Using this implementation with 8 layers, I am able to search a box of [-256, 256], more than enough for the images in this collection.

PyTorch support (extra credit)

To take advantage of GPU power, I wrote this assignment in PyTorch, and used mostly the same functions that I would use in numpy. The only difference is that I send the parsed image to the GPU, then back to the CPU after operations to display using CV libraries.

Results

The implementation worked well and fast on most images provided.
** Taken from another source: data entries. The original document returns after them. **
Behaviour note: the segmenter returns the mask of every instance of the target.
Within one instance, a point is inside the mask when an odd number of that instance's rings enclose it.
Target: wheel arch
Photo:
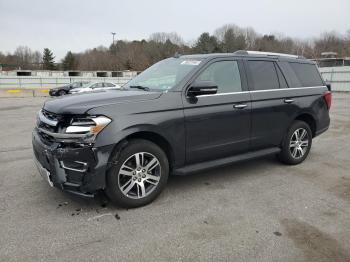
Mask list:
[[[307,123],[311,129],[312,137],[316,136],[316,119],[312,114],[302,113],[298,115],[294,120],[300,120]]]
[[[113,152],[114,153],[120,152],[124,147],[128,145],[129,141],[134,139],[147,140],[159,146],[168,157],[169,168],[170,170],[172,169],[175,161],[175,155],[174,155],[172,146],[164,136],[154,131],[145,130],[145,131],[135,131],[135,132],[129,133],[116,144]]]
The results are as shown:

cathedral (low resolution)
Green shift: [2 5] Red shift: [ 3 12]

emir
Green shift: [24 49] Red shift: [-203 97]

harvesters
Green shift: [16 59] Red shift: [ 13 123]

icon
Green shift: [17 41] Red shift: [23 89]

lady
Green shift: [ 8 51] Red shift: [ 12 112]

self_portrait
Green shift: [29 78] Red shift: [ 37 176]

three_generations
Green shift: [14 53] Red shift: [ 11 111]

train
Green shift: [ 6 42] Red shift: [32 87]

turkmen
Green shift: [21 56] Red shift: [ 28 116]

village
Green shift: [12 64] Red shift: [ 22 137]

The simple RGB-based implementation failed to align Emir well, since the intricate colors on his clothes make the RGB channels quite different, enough to make a misaligned image have less SSD loss than the correct solution. This could be mitigated by using other more advanced methods such as edge filtering, or by the photographer manually aligning it.

Own results

Three images from the collection that I managed to align are as follows:

They work well since they are landscapes and seem to have similar RGB channels.